If the team was really looking to dump payroll to open up room for A-Rod, packaging Mark Buehrle in this deal might make sense initially, but I don't think that's a good fit. For one, Buehrle is actually pretty good. For another, the Yankees might be looking to gain some long-term flexibility as a result of an A-Rod deal. Josh Johnson could be a fit, but he's so good that he might be able to pry a better prospect free from another franchise.

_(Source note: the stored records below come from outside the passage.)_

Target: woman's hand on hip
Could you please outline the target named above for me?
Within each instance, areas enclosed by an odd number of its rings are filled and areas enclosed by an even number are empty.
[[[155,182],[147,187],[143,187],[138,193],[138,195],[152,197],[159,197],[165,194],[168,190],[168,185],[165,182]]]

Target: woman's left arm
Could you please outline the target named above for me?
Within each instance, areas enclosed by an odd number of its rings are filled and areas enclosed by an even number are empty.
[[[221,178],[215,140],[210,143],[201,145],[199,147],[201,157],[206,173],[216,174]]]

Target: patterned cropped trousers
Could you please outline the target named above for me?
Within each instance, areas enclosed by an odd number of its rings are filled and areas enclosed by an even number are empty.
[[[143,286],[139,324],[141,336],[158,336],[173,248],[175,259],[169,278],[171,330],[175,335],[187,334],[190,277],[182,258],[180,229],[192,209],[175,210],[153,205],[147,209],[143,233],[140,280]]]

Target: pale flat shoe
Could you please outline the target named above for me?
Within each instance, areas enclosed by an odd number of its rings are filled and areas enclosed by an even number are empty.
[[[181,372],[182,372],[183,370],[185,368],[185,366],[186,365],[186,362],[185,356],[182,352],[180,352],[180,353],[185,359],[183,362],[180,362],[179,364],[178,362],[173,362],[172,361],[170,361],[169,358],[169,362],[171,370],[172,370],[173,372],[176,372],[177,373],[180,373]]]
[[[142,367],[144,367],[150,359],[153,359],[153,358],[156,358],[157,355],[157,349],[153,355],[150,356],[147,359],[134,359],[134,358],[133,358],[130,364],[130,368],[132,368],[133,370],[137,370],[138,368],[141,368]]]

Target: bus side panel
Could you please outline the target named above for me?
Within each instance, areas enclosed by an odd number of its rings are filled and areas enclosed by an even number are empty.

Ricky Nolasco, on the other hand ... now there's a fit. Nolasco is entering the final year of his contract with the Fish, and is due to make $11.5 million in his last season. Sure, Nolasco isn't exactly a perfect fit for homer-happy Yankee Stadium (1.10 career HR/9), but he'd at least be a consistent presence at the back end of the Yankee rotation. With Phil Hughes, Andy Pettitte and Michael Pineda as question marks next season (in one way or another), a little extra stability and depth might not hurt. And it's only a one-year commitment.
With Nolasco and Bell in the deal, that leaves an $86.5 million dollar discrepancy between A-Rod's contract and the money coming back. Obviously, the Yankees would have to take on a huge chunk of that salary to facilitate the deal. A player of Alex's skillset is probably worth somewhere around $5-$10 million dollars per year at his current ability level, with a continued decline coming. With the potential for big contract incentives to kick in at certain HR milestones, I can't see the Marlins taking on much more than $40 million of Alex's current contract, without the milestones. So that would have the Yankees kicking in, let's say $45-$50 million of Alex's deal to facilitate the trade. With the Marlins on the hook for approximately $40 million dollars over five years (plus the milestone cash), that's probably a worthwhile deal for Miami.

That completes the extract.